In recent years, origami has become a focus and an inspiration for scientists developing light, foldable robots. But these delicate prototypes are often hampered by a serious design challenge: the need for a hefty battery to provide electricity.
A group of researchers from the Wyss Institute at Harvard have bypassed the issue by engineering tiny robots that don’t need a battery at all. Instead, their prototypes are powered wirelessly. They join a number of scientists–including those at MIT–who want to invent not only the robots of the future, but the medicine of the future.
These little robots are powered by an electromagnetic field, similar to how you would wirelessly charge a cell phone. By changing the frequency of the magnetic field, the researchers are able to precisely control the exact movement of their prototype. For instance, one triangular robot that’s no bigger than a quarter is composed of three triangular pieces of thin plastic, attached with hinges to a middle triangle that has a circuit. The hinges are controlled by coils of a metal called “shape-memory alloy,” which changes its form when it’s exposed to heat. When an electric current starts running through the central circuit, these coils heat up and contract, causing the three triangles to fold up toward the center of the robot. When the current stops, the hinges return to their flat state.

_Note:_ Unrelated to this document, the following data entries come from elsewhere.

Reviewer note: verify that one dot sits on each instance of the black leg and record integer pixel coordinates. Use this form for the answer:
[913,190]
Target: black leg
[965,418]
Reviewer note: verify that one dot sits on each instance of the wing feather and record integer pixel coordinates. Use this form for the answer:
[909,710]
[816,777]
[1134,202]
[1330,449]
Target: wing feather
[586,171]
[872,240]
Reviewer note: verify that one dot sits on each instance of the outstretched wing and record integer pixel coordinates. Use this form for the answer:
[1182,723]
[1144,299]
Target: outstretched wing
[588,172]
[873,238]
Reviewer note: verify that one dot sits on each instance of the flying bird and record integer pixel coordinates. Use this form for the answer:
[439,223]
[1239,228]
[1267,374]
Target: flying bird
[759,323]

Mustafa Boyvat, a postdoc at the Wyss Institute and Harvard’s engineering school and the lead author on the paper, tells Co.Design over email that this kind of technology is particularly relevant in medicine. “Having small wireless medical tools for some tasks can bring a lot of advantages for patients and doctors,” he says.
Because these types of bots are wireless and can be accurately controlled using nothing but a magnetic field, they could be swallowed by or injected into patients. Then, they could perform tasks inside the body–like filming images or holding tissue, under the control of a professional.